Dann hatte es sie nach Joachims Tod aus unerklärlichen Gründen doch wieder zurück auf die Insel gezogen. Als vermögende Witwe hatte sie ein hübsches, reetgedecktes Anwesen erstanden.

Kaum jemand aus ihrer Jugend war noch dortgeblieben. Ihre nunmehr elegante Erscheinung sowie der Titel hielten die Menschen auf Abstand. Die alte Geschichte war vergessen und Luise tat alles dafür, dass das auch so blieb.

Luise sah auf die Uhr. Sie verscheuchte diese, allen verbitterten Bemühungen trotzenden, regelmäßig wieder aufsteigenden Dämonen und warf einen letzten, zufriedenen Blick in den Spiegel, bevor sie in ihr Cabrio stieg, ihrem Auftritt entgegen.
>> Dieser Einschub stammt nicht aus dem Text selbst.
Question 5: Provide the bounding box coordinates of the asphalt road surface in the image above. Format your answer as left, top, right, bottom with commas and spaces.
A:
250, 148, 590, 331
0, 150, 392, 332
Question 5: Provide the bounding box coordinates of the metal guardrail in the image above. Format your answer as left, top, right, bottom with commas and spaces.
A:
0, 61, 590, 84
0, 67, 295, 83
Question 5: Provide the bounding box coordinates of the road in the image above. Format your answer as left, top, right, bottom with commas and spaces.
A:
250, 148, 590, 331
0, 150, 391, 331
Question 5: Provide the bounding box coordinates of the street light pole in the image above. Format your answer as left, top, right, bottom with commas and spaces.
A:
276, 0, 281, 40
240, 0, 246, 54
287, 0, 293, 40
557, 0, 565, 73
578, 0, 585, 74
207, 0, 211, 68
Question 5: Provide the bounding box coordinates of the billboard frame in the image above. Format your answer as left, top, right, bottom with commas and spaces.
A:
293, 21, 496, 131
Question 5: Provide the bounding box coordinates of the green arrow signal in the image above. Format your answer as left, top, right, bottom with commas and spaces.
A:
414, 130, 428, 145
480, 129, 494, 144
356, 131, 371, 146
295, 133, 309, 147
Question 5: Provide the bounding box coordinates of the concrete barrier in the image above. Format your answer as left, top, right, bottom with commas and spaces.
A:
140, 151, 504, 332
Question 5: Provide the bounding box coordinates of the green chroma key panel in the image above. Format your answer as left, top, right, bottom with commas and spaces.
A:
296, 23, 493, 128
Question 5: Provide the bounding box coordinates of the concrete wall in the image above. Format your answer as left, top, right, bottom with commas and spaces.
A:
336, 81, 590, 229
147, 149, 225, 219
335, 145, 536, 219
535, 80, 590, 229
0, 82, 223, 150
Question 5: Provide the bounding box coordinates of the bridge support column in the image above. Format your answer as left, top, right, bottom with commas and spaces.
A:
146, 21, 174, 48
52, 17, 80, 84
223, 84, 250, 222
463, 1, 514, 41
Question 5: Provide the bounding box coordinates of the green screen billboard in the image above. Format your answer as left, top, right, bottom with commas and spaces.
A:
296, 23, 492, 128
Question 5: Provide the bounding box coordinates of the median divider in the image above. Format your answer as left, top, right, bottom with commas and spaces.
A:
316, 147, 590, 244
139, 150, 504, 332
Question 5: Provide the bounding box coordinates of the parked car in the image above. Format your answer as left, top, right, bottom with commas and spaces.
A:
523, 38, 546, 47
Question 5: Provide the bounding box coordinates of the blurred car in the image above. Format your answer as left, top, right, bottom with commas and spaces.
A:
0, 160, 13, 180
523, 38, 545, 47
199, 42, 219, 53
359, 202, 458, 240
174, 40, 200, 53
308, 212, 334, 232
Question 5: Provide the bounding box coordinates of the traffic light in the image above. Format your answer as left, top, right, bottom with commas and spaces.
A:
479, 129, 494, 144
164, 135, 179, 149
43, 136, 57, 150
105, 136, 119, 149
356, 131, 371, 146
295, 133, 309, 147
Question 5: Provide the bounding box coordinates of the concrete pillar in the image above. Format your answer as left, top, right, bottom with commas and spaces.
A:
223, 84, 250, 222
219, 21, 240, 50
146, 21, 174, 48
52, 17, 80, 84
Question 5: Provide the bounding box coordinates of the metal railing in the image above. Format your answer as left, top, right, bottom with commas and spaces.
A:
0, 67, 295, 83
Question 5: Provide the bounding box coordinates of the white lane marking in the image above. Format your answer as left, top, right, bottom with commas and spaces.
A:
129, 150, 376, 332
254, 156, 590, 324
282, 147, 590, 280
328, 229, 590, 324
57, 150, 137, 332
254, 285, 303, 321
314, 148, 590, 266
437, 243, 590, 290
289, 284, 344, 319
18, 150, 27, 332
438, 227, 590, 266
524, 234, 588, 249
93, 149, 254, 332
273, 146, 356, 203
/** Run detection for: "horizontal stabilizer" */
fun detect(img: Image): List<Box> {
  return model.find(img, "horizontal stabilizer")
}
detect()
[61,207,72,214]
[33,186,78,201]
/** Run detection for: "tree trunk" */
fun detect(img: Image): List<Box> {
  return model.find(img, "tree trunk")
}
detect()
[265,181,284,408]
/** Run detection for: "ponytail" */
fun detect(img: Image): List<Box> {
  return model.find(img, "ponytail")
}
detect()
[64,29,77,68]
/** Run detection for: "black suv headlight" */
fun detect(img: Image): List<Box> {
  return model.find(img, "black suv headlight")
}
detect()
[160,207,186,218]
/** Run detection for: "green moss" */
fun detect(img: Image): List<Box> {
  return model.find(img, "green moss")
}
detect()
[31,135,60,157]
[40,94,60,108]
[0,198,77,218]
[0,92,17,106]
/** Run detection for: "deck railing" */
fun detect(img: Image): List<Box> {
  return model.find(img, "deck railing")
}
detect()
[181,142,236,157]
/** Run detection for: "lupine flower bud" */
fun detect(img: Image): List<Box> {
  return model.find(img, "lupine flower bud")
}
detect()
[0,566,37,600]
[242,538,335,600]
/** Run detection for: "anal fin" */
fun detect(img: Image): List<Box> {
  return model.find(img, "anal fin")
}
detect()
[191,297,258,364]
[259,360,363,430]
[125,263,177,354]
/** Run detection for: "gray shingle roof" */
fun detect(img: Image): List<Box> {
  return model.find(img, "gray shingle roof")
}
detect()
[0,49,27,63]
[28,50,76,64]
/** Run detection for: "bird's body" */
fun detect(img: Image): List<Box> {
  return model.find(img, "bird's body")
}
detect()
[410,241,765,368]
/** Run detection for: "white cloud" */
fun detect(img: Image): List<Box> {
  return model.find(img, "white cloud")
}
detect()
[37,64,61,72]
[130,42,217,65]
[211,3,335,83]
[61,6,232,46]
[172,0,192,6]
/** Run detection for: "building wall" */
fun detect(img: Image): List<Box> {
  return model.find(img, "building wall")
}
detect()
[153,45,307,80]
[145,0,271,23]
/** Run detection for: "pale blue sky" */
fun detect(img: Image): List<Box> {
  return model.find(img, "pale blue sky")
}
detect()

„Ah, da bist Du ja endlich“, begrüßte sie die Jubilarin freudig und zog sie mit sich in den Raum zu den anderen Gästen. „Luise von Heyer“. Mit einer stolzen, beinahe theatralischen Vorstellungsgeste lenkte sie die Blicke auf Luise. „Eine echtes Inselkind, hier geboren und zurückgekehrt. Ja, das Meer und diese wunderbare Landschaft lassen einen nicht los. Davon weiß auch mein alter Jungendfreund hier zu berichten.“ In den abebbenden Applaus hinein winkte sie einen großen, selbstbewussten Mann zu sich heran. Sich der Aufmerksamkeit der Anwesenden bewusst, verbeugte er sich vor Luise, ergriff ihre Hand wie zum Kuss, grinste und sagte laut und vernehmlich „Na, sieh mal einer an: Das Aschenputtel!“

Es war schwül im Raum. Ein Blitz durchzuckte die Dunkelheit vor den Fenstern. Prasselnder Regen setzte ein.